Is there any problematic code - that causes a memory leak - in the function createIdempotentFilter?


Solution

  • First, make sure you rule out the ByteStrings of file contents as a source of the leak. You will have a maximum number of files in flight equal to the length of the bounded queue, and so your high watermark will be the contents of some arbitrary collection of 100 files from the input filesystems. If you're processing filesystems with large video/image files, you could see erratic, transient spikes from that. Also, if your callback is holding references to the pathnames and/or contents of (some or all of) those files, you'll see a very severe space leak as a result. Rule all this out by replacing readFile entry with return mempty and using a null callback (\_ _ _ _ -> return True).

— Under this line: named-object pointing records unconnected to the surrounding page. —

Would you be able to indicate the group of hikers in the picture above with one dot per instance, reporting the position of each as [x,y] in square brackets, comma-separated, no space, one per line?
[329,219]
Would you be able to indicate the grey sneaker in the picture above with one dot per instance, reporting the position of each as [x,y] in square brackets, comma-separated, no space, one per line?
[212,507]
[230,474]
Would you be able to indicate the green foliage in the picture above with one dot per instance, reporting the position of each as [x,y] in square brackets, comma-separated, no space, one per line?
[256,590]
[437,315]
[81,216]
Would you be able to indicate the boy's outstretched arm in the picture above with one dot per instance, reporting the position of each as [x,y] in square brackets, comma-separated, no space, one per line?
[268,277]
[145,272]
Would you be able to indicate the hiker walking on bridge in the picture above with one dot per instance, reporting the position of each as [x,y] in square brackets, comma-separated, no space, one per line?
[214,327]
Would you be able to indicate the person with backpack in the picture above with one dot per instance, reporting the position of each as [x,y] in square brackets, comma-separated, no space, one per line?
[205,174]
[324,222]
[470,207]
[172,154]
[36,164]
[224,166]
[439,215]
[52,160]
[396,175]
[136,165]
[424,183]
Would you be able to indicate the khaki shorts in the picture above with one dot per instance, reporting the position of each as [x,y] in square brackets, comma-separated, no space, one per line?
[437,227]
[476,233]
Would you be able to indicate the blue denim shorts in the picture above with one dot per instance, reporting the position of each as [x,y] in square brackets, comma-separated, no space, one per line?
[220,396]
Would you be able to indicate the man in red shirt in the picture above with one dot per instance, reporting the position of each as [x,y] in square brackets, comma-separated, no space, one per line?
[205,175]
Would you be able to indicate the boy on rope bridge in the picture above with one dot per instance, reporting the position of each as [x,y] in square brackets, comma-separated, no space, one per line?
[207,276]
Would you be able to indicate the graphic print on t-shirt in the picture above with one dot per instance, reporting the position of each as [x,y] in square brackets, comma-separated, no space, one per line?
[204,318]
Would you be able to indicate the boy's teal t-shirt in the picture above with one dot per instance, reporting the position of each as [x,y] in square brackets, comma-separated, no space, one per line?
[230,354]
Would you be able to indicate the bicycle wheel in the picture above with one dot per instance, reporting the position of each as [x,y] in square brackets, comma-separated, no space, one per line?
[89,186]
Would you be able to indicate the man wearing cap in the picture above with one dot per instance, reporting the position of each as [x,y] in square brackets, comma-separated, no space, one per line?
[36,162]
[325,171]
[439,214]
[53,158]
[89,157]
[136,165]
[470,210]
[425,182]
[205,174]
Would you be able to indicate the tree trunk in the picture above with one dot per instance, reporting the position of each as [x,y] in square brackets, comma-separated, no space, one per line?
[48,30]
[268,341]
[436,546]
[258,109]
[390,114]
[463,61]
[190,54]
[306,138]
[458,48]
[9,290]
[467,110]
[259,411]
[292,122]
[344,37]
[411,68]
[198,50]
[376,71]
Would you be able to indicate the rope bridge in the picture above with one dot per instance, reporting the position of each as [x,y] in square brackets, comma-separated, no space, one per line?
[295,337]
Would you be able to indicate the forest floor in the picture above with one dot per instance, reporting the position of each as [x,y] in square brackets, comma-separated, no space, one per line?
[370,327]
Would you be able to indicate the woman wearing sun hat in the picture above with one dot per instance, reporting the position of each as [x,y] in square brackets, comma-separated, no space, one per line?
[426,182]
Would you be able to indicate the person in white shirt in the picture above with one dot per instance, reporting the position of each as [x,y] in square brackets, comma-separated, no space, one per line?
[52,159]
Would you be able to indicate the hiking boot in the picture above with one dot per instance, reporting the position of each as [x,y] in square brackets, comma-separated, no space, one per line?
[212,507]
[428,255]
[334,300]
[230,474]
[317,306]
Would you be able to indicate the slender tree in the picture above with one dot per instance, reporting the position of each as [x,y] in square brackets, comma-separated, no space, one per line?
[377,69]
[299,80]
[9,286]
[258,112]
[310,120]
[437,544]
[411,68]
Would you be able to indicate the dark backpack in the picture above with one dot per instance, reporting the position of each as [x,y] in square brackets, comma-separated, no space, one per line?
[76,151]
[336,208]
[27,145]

    After making a similar change myself, I was able to duplicate your space leak and tracked it down to two technical issues.

    The first was:

    .| takeWhileC id .| mapM_C (const $ pure ())
    

    Replacing this with:

    .| Control.Monad.void andC
    

    reduced the maximum residency for a single pass through a test filesystem from 130MB to 15MB, but still with a characteristic linear increase in heap usage on a a heap profile.

    The second was:

    yield item *> sourceQueue queue
    

    Replacing this with:

    yield item >> sourceQueue queue
    

    removed the leak entirely. Maximum residency was only 2MB, and there was no discernible leak on a heap profile for multiple passes through the test filesystem.

    I'm not exactly sure what's going on here, for either issue. The *> versus >> issue is a problem I've seen before. While these are semantically equivalent, they don't necessarily have the same implementation, and sometimes *> leaks space where >> doesn't. However, the takeWhileC problem is a mystery to me.